A number of developments are making model quality control increasingly crucial.
- Models are generally playing a wider role in policy debates. Efforts like the Climate CoLab are making models accessible to wide audiences for interactive use.
- The use of automated stochastic optimization and exploratory modeling and analysis (EMA) is likely to take models into parts of their parameter spaces that the modeler herself has not explored.
- Standards like SMILE/XMILE will make models and model components more reusable and shareable.
I think this could all come to a bad end, in which priesthoods are paid to develop competing models that are incomprehensible to the general public, thus reducing modeling to a sophisticated form of propaganda.
Fortunately, some elements of an antidote to this dystopia are at hand, including documentation standards and tools and languages for expressing Reality Checks on model behavior.
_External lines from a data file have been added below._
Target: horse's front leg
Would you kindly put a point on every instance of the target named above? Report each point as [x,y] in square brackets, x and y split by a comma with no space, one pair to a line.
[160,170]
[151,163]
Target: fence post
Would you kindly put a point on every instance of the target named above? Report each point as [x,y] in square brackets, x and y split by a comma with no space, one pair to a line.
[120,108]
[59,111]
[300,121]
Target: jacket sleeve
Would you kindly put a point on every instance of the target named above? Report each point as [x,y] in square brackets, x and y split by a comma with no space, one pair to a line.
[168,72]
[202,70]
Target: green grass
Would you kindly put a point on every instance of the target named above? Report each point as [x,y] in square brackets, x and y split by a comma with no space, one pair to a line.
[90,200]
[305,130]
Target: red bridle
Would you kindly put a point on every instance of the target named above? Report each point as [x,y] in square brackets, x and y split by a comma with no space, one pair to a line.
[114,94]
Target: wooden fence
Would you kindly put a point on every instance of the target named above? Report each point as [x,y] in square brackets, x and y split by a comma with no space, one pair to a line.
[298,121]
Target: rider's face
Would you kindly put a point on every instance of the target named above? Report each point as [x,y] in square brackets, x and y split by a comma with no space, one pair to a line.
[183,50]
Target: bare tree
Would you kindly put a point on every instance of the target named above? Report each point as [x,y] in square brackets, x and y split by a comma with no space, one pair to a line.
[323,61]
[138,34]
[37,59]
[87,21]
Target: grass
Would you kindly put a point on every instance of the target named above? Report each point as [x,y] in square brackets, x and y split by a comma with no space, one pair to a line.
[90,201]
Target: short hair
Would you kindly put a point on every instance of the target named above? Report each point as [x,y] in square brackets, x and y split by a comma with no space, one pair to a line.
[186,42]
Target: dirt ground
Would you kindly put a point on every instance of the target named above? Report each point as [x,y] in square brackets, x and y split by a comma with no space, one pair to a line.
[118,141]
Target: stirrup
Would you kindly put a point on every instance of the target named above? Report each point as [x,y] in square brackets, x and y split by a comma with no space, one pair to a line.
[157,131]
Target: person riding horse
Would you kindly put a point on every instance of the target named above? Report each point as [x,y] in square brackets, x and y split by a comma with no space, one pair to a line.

But I think we need a lot more. For example,
- Standards could include metadata standards, so that model components are self-documenting in ways that make it possible for users to easily discover their limitations.
- EMA tools could be directed towards discovery of model problems before policy analysis commences.
- Tools that present models online could expose their innards as well as results.
- Languages are needed for meta-reality checks, that describe and test higher level assumptions like perfect foresight (or lack thereof).
Perhaps most importantly, model quality needs to become a pervasive part of the culture of model building and consumption in all disciplines.